As Peter mentioned, the traditional retail metrics need to be revised for today’s omnichannel competitive environment. As Amazon leverages its growth to further amortize distribution costs, they create a strategic competitive advantage. The real question is not Amazon’s “shipping losses,” but if traditional retailers can keep up as more and more consumers demand low-/no-cost shipping.

Ralph Jacobson
Member
7 years ago

Without singling out any particular online retailer, I see challenges with the metrics being used to measure logistics costs. I don’t think all true costs are captured and aligned with the shipping processes accurately in most retailers.

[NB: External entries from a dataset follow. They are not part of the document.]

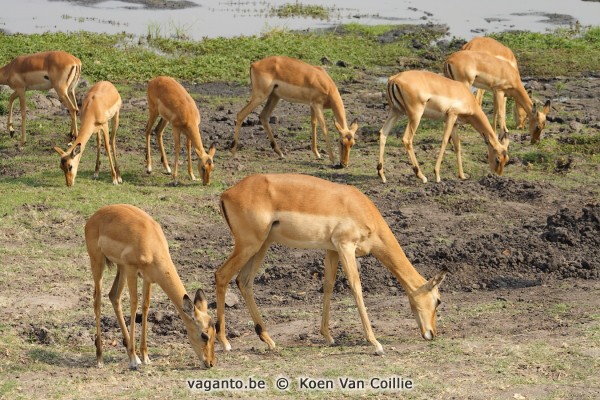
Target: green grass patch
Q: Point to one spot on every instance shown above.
(298, 9)
(566, 51)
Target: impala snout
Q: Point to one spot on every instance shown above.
(206, 164)
(537, 133)
(429, 334)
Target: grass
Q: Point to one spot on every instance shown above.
(565, 51)
(42, 251)
(298, 9)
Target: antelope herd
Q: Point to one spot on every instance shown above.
(294, 210)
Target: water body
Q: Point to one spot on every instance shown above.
(214, 18)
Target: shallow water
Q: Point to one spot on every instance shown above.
(213, 18)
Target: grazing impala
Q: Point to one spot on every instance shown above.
(475, 68)
(124, 235)
(494, 48)
(421, 94)
(169, 100)
(42, 71)
(307, 212)
(278, 77)
(101, 104)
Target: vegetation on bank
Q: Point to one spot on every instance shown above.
(386, 48)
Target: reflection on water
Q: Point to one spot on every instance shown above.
(212, 18)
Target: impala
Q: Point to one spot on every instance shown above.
(421, 94)
(275, 78)
(124, 235)
(475, 68)
(494, 48)
(42, 71)
(169, 100)
(101, 104)
(306, 212)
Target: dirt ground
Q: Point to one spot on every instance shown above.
(515, 244)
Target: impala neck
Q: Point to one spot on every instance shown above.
(337, 106)
(197, 142)
(86, 130)
(4, 74)
(173, 287)
(390, 254)
(522, 98)
(482, 125)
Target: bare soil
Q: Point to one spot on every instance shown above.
(525, 247)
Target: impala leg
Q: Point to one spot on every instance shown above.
(331, 262)
(160, 130)
(134, 360)
(313, 131)
(23, 105)
(190, 167)
(407, 140)
(383, 134)
(107, 146)
(245, 282)
(348, 258)
(114, 295)
(321, 120)
(97, 265)
(457, 150)
(177, 149)
(113, 142)
(71, 105)
(448, 127)
(264, 120)
(149, 124)
(11, 102)
(240, 256)
(248, 108)
(479, 96)
(145, 307)
(98, 145)
(500, 101)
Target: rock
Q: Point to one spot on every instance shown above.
(231, 299)
(575, 126)
(42, 335)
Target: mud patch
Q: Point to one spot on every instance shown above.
(148, 4)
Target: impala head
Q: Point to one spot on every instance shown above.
(537, 121)
(346, 141)
(498, 157)
(206, 164)
(200, 328)
(424, 302)
(69, 162)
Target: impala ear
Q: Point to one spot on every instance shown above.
(59, 151)
(504, 139)
(188, 306)
(436, 280)
(200, 301)
(547, 107)
(212, 150)
(76, 150)
(338, 127)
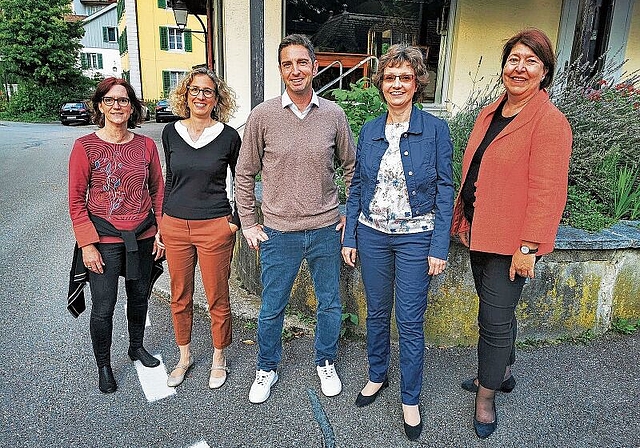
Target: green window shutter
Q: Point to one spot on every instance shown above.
(188, 45)
(164, 38)
(166, 83)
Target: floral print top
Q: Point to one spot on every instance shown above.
(390, 211)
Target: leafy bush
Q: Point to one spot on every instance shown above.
(604, 171)
(361, 103)
(605, 119)
(35, 103)
(604, 181)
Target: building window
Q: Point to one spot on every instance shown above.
(165, 4)
(170, 80)
(348, 34)
(91, 61)
(109, 34)
(175, 39)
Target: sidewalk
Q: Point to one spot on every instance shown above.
(566, 395)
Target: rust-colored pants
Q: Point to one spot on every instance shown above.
(210, 243)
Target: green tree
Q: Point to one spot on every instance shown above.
(36, 42)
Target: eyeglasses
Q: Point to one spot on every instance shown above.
(404, 78)
(195, 91)
(514, 61)
(109, 101)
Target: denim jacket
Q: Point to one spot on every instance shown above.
(427, 152)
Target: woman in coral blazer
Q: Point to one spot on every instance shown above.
(513, 193)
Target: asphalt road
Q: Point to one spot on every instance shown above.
(570, 395)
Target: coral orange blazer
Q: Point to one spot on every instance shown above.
(521, 189)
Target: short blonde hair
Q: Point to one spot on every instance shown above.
(396, 56)
(226, 97)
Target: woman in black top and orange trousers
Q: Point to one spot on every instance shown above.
(199, 224)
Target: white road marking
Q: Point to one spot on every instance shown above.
(154, 381)
(201, 444)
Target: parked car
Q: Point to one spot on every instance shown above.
(164, 112)
(75, 112)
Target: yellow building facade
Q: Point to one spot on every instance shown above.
(469, 35)
(157, 52)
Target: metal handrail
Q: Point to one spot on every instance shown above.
(329, 66)
(339, 78)
(348, 72)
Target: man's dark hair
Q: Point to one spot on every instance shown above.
(297, 39)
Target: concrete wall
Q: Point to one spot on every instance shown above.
(584, 284)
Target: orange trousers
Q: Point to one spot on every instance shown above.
(209, 243)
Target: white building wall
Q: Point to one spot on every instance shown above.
(110, 60)
(131, 19)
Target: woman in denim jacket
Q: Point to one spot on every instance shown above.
(399, 214)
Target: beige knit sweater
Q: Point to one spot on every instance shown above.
(296, 158)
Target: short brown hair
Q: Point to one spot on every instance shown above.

This can result in inconsistent results from retailer to retailer because it’s not an apples-to-apples comparison. Additionally, I think there are still many aspects of shipping costs that can be reduced and extracted even further, as well as generate more revenue for services provided to also offset the costs.

Naomi K. Shapiro
Naomi K. Shapiro
7 years ago

BrainTrusters wiser than I have given some outstanding answers to this question. For example:

  • “Traditional retail financial metrics need to be thrown out and replaced with measurements more in tune with the realities of omni channel retailing today.”
  • “When Sol Price ran the Price Club (since merged with Costco) he wasn’t making money off the merchandise sold, he was making money on the money.”
  • “The “dirty little secrets” about Amazon include how they are using MarketPlace, Prime and other entities to leverage growth and reduce future costs.”
Mark Price
Member
7 years ago

As Peter says, the old ways of thinking about shipping and fulfillment no longer apply. Consumers are not willing to pay extra for something they can get for free at certain times of the year and through certain retailers. E-commerce companies and bricks-and-clicks must be careful about their margins and make sure to evaluate on 12-month customer value, or they will price themselves right out of the market,

Kim Garretson
Kim Garretson
7 years ago

I think we have to take into account Amazon’s moves into air transport and all the cost-reducing innovations the media is reporting on UPS, USPS and FedEx. What is around the corner that is going help solve this problem? One recent headline on Amazon and air transport: “The online retail giant now owns 10% of plane leasing company Air Transport Services Group. Last week, Amazon said it would lease 20 Boeing 767 planes from ATSG to deliver more of its customers’ orders.”

Arie Shpanya
7 years ago

Amazon also raised its minimum AOV for free shipping a few months back. While customers have come to expect free shipping, they are going to have to spend more to get it. This coupled with the prime revenue that isn’t accounted for in this shipping metric, as others have mentioned, means that number is not as alarming as it may seem, if they are making it up elsewhere.